What is the value of ${{\left( \dfrac{1}{8} \right)}^{2}}$?

Answer 1

Hint: We first try to explain the proper fraction and the representation in decimal form. Then we apply the long division to express the decimal form. Then we take the square of the decimal to find the final solution.

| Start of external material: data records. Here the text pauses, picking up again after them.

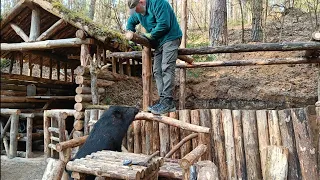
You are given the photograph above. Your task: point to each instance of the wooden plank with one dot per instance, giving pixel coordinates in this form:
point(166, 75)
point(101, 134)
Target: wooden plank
point(218, 138)
point(288, 141)
point(229, 143)
point(205, 121)
point(238, 143)
point(263, 136)
point(184, 116)
point(274, 130)
point(306, 150)
point(251, 144)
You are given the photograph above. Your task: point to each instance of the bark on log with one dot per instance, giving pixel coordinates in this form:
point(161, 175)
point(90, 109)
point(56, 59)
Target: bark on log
point(274, 130)
point(71, 143)
point(184, 116)
point(193, 156)
point(102, 74)
point(54, 170)
point(172, 122)
point(238, 143)
point(20, 32)
point(205, 121)
point(177, 146)
point(13, 135)
point(306, 150)
point(276, 163)
point(251, 144)
point(218, 138)
point(229, 143)
point(250, 62)
point(87, 90)
point(48, 44)
point(288, 141)
point(53, 29)
point(195, 119)
point(263, 136)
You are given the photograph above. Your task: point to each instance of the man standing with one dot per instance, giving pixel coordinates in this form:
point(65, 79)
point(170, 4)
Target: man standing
point(164, 34)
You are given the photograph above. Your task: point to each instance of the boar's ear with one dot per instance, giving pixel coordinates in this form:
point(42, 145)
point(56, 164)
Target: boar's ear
point(117, 114)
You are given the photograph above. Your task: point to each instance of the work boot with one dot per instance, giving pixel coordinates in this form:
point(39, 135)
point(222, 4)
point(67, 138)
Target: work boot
point(166, 106)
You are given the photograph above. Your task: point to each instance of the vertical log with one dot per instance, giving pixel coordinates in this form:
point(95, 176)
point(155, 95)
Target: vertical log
point(130, 140)
point(305, 148)
point(30, 65)
point(205, 121)
point(114, 65)
point(238, 143)
point(50, 71)
point(46, 134)
point(251, 144)
point(184, 115)
point(274, 130)
point(128, 68)
point(35, 24)
point(164, 138)
point(29, 138)
point(276, 163)
point(174, 135)
point(182, 87)
point(288, 141)
point(263, 136)
point(195, 119)
point(120, 67)
point(218, 138)
point(86, 122)
point(13, 135)
point(65, 71)
point(58, 70)
point(229, 143)
point(41, 66)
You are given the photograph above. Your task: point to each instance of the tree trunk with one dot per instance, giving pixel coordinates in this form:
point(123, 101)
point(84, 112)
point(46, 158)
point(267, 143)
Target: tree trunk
point(218, 31)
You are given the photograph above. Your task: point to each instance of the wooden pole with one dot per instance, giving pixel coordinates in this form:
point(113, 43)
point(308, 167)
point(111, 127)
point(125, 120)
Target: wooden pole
point(303, 138)
point(238, 143)
point(250, 62)
point(288, 141)
point(29, 137)
point(13, 135)
point(229, 143)
point(205, 121)
point(251, 144)
point(263, 136)
point(35, 24)
point(276, 163)
point(218, 138)
point(184, 116)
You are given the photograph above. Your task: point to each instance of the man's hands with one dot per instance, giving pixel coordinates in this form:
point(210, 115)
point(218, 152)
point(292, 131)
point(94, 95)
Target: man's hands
point(148, 36)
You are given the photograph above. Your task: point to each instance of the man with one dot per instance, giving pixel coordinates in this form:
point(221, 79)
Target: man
point(164, 34)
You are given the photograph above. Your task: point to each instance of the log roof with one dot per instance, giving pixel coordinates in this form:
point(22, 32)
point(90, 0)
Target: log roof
point(50, 13)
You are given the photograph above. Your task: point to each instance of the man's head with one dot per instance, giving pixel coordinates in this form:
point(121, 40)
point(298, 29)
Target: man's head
point(138, 6)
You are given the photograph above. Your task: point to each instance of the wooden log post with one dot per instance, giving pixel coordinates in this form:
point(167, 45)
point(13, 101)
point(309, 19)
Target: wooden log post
point(263, 136)
point(29, 137)
point(184, 116)
point(175, 135)
point(238, 143)
point(304, 145)
point(288, 141)
point(13, 135)
point(229, 143)
point(276, 166)
point(205, 121)
point(251, 144)
point(218, 138)
point(35, 24)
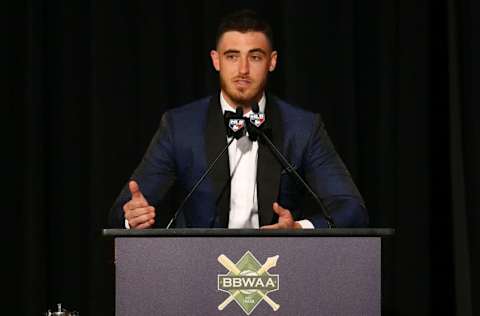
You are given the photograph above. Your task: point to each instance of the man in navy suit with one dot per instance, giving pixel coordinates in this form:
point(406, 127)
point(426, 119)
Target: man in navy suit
point(248, 188)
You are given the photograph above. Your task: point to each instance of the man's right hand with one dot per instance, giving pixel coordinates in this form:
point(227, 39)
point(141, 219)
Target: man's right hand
point(138, 212)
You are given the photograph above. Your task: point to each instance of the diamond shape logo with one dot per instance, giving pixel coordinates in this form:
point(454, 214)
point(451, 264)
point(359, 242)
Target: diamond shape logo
point(248, 282)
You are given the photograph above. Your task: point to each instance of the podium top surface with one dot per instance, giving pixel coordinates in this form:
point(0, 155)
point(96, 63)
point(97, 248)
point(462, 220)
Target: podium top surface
point(221, 232)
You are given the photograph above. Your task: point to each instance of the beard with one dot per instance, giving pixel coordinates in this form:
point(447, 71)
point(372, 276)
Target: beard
point(244, 97)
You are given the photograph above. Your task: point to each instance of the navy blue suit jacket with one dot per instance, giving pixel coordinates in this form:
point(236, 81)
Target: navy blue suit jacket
point(190, 137)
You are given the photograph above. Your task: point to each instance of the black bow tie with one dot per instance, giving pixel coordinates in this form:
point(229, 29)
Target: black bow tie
point(235, 123)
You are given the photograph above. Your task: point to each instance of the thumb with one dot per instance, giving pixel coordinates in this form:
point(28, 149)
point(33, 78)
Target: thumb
point(135, 190)
point(278, 209)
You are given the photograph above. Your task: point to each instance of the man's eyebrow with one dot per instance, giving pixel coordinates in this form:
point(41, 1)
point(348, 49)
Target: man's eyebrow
point(258, 50)
point(231, 51)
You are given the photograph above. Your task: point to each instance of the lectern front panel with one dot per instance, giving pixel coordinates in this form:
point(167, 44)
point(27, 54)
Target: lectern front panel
point(244, 276)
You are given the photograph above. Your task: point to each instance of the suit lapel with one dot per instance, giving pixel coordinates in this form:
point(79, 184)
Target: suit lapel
point(268, 167)
point(215, 141)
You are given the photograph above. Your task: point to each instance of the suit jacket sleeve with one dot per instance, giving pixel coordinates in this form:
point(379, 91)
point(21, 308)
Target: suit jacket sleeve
point(155, 175)
point(330, 179)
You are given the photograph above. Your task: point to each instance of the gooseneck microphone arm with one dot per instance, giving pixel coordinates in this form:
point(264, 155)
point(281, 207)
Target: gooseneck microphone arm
point(290, 169)
point(257, 129)
point(235, 124)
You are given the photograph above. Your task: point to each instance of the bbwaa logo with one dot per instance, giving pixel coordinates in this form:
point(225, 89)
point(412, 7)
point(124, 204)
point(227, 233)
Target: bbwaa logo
point(257, 119)
point(236, 124)
point(248, 282)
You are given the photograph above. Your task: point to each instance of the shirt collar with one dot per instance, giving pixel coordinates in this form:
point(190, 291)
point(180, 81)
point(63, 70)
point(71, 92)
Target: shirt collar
point(228, 107)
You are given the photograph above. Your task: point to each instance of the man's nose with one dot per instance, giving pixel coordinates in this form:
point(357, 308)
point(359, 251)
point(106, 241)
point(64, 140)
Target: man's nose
point(244, 66)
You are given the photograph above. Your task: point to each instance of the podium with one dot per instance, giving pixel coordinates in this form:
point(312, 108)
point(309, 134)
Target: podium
point(248, 271)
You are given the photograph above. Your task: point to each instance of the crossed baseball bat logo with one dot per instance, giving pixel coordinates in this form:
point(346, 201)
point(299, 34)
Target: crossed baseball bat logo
point(230, 266)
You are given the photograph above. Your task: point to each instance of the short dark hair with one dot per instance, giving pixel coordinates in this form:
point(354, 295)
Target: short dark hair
point(244, 21)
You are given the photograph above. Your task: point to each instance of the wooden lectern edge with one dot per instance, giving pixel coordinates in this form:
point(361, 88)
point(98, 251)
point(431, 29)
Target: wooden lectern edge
point(222, 232)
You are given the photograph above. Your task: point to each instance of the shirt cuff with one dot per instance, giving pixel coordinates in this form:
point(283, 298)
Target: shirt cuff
point(306, 224)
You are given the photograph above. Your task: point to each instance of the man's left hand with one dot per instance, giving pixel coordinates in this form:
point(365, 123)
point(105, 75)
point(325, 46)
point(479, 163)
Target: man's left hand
point(285, 219)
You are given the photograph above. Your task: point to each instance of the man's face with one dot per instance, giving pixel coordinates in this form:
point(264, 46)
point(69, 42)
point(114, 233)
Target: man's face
point(243, 61)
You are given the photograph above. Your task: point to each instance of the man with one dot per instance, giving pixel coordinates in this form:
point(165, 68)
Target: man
point(248, 188)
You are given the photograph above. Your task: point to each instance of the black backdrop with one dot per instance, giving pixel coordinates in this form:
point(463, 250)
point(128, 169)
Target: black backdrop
point(87, 81)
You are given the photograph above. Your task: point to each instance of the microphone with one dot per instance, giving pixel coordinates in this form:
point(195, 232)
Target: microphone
point(255, 128)
point(235, 128)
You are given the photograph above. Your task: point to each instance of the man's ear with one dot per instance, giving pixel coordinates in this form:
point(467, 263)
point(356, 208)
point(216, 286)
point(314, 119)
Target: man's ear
point(273, 61)
point(215, 59)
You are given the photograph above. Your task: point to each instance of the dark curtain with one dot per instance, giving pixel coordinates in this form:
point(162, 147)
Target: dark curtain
point(86, 83)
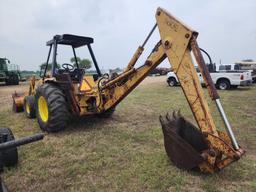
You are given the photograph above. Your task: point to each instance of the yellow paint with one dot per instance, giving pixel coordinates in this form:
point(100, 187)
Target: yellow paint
point(87, 83)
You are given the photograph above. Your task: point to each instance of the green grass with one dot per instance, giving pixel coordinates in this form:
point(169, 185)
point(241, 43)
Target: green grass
point(125, 152)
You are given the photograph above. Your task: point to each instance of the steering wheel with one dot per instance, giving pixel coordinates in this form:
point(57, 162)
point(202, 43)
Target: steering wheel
point(67, 66)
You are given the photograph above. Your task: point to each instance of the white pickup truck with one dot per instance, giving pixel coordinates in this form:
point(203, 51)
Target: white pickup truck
point(223, 80)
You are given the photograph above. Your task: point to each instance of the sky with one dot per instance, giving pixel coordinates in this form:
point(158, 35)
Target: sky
point(227, 28)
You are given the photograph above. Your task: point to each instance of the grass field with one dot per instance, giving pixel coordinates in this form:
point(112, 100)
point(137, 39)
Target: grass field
point(126, 152)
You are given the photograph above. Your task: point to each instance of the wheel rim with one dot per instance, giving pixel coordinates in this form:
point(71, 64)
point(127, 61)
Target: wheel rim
point(223, 86)
point(27, 108)
point(43, 108)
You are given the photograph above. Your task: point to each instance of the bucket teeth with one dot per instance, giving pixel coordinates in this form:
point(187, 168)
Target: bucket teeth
point(183, 141)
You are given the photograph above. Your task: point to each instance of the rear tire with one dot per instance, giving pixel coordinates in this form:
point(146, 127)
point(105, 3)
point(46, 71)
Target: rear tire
point(9, 157)
point(29, 106)
point(172, 82)
point(223, 84)
point(51, 108)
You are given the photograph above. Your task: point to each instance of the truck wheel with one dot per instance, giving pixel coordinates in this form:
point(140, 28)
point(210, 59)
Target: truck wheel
point(9, 157)
point(29, 106)
point(107, 114)
point(51, 108)
point(172, 82)
point(223, 84)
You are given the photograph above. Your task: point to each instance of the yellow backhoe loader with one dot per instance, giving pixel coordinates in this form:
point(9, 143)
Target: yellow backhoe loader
point(68, 91)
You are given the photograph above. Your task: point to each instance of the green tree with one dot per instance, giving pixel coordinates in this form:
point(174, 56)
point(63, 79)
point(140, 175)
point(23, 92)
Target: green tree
point(82, 63)
point(49, 67)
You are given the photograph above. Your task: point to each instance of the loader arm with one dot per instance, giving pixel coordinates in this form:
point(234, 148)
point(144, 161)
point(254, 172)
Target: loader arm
point(177, 41)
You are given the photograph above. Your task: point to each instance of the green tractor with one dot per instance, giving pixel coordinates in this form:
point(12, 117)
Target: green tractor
point(9, 73)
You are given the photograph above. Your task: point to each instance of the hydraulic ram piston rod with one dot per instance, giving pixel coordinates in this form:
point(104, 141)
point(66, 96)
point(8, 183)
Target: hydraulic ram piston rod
point(212, 90)
point(225, 119)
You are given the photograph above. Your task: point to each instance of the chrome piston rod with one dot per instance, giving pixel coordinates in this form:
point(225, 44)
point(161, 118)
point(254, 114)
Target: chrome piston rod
point(228, 127)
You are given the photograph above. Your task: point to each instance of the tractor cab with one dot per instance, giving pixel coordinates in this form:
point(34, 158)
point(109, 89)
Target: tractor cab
point(66, 70)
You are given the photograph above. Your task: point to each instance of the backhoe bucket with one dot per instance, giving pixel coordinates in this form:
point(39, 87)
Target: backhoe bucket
point(183, 141)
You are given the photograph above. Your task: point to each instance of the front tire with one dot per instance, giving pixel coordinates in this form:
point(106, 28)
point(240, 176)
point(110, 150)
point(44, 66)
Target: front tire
point(9, 157)
point(51, 108)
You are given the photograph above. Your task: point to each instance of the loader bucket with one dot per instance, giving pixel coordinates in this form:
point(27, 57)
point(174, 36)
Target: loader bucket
point(18, 101)
point(183, 141)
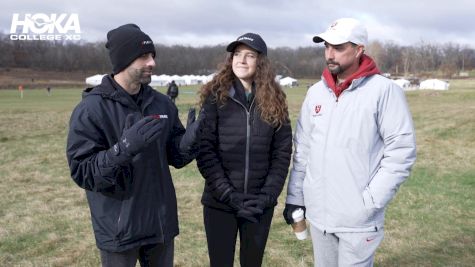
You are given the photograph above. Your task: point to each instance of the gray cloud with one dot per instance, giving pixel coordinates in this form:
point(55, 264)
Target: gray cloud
point(280, 22)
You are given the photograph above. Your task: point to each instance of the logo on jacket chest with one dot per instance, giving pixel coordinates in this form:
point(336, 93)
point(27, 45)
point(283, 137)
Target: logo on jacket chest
point(317, 110)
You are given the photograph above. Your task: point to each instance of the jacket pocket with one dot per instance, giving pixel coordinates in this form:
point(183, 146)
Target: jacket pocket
point(368, 202)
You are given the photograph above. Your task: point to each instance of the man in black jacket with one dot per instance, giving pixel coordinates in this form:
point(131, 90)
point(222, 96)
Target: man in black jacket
point(122, 137)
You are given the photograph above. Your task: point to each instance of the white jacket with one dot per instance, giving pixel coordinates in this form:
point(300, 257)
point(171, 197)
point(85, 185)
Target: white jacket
point(351, 154)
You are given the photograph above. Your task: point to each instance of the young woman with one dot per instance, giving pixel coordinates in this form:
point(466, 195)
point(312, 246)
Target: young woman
point(246, 143)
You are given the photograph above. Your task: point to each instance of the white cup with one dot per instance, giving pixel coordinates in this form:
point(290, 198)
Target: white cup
point(299, 225)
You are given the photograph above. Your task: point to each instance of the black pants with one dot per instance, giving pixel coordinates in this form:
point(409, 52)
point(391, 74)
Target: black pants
point(148, 255)
point(221, 233)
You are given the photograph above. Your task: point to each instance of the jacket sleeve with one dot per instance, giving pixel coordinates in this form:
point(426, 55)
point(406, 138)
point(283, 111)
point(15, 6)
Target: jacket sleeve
point(86, 153)
point(300, 157)
point(397, 131)
point(281, 150)
point(177, 157)
point(208, 159)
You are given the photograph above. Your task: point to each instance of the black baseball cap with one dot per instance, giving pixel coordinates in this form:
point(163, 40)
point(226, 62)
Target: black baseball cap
point(250, 39)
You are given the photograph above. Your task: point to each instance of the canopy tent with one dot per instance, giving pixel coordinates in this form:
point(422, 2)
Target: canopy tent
point(94, 79)
point(434, 84)
point(288, 81)
point(403, 83)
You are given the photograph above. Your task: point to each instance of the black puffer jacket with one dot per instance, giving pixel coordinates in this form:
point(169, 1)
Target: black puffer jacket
point(241, 152)
point(130, 205)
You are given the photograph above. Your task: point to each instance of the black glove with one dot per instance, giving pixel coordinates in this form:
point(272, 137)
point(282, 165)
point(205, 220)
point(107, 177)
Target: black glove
point(289, 209)
point(135, 138)
point(190, 141)
point(261, 202)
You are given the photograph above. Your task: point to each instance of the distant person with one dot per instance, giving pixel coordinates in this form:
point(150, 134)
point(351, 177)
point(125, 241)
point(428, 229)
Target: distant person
point(354, 147)
point(122, 137)
point(244, 154)
point(20, 89)
point(172, 91)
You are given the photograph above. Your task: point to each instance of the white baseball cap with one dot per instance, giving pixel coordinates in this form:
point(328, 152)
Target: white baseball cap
point(342, 31)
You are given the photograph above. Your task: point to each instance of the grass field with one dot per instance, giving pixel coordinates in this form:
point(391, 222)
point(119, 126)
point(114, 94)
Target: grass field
point(45, 221)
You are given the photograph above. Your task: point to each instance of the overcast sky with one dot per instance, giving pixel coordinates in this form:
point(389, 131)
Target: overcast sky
point(290, 23)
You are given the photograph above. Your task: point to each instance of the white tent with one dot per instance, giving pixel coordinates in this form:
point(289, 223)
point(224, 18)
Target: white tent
point(288, 81)
point(434, 84)
point(95, 79)
point(160, 80)
point(403, 83)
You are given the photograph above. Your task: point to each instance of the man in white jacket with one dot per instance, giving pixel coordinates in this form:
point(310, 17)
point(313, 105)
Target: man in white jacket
point(354, 147)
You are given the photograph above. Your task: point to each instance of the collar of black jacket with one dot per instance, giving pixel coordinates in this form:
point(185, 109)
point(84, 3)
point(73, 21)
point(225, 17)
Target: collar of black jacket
point(239, 93)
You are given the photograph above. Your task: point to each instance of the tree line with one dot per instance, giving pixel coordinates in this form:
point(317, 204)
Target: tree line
point(443, 60)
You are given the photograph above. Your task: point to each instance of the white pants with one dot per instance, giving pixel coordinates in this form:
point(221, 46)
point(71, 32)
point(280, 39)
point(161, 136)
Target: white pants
point(345, 249)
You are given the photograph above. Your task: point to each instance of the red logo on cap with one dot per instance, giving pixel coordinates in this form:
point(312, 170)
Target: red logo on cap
point(318, 108)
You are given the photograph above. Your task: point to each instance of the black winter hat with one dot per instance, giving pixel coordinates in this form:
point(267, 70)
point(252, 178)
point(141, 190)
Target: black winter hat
point(250, 39)
point(125, 44)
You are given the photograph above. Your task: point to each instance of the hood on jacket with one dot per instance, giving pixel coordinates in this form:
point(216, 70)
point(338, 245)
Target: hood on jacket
point(367, 68)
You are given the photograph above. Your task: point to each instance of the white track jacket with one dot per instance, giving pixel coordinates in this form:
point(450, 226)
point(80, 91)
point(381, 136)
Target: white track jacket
point(351, 154)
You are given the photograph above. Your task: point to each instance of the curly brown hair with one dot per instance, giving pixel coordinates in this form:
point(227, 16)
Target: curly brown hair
point(270, 98)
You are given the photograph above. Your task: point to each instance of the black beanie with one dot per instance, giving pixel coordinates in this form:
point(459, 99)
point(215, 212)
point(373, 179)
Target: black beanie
point(125, 44)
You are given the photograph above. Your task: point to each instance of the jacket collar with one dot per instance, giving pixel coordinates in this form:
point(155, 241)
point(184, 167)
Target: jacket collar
point(367, 68)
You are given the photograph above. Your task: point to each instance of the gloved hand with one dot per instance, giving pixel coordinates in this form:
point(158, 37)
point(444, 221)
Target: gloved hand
point(190, 141)
point(135, 138)
point(261, 202)
point(236, 201)
point(289, 209)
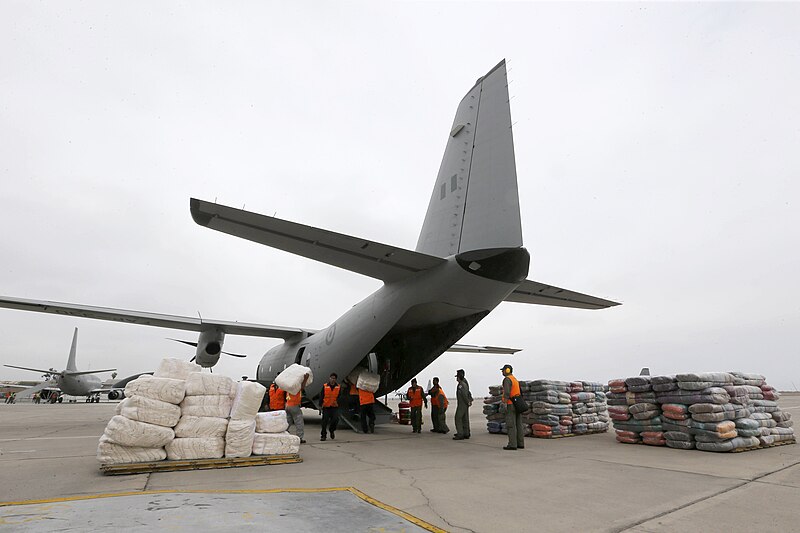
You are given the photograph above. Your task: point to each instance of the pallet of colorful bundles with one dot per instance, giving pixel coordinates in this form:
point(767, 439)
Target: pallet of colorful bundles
point(550, 412)
point(634, 412)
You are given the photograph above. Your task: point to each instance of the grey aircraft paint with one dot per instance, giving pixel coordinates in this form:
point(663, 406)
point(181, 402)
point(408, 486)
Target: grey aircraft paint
point(469, 259)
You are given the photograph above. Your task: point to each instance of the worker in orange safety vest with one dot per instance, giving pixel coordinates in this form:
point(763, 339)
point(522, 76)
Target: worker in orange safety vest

Complete step-by-step answer:
The given fraction $\dfrac{1}{8}$ is a proper fraction. Proper fractions are those fractions who have lesser value in numerator than the denominator. We need to convert it into decimal.
We express it in regular long division processes. The denominator is the divisor. The numerator is the dividend. The quotient will be the integer of the mixed fraction. The remainder will be the numerator of the proper fraction.
$8\overset{0.125}{\overline{\left){\begin{align}
  & 10 \\
 & \underline{8} \\
 & 20 \\
 & \underline{16} \\
 & 40 \\
 & \underline{40} \\
 & 0 \\
\end{align}}\right.}}$
Therefore, the decimal form of proper $\dfrac{1}{8}$ diffraction is $0.125$.
Now we find the square of $\dfrac{1}{8}$. We have ${{\left( \dfrac{1}{8} \right)}^{2}}={{\left( 0.125 \right)}^{2}}=\text{0}\text{.015625}$.
Therefore, the value of ${{\left( \dfrac{1}{8} \right)}^{2}}$ is $\text{0}\text{.015625}$.

Note: We can also find the square before converting it into the form of decimal.
We know that ${{\left( \dfrac{a}{b} \right)}^{2}}=\dfrac{{{a}^{2}}}{{{b}^{2}}}$. Therefore, ${{\left( \dfrac{1}{8} \right)}^{2}}=\dfrac{1}{{{8}^{2}}}=\dfrac{1}{64}$.
Now we can convert the fraction $\dfrac{1}{64}$ into decimal using same long division process.
We get $\dfrac{1}{64}=\text{0}\text{.015625}$. Therefore, ${{\left( \dfrac{1}{8} \right)}^{2}}=\dfrac{1}{{{8}^{2}}}=\dfrac{1}{64}=\text{0}\text{.015625}$.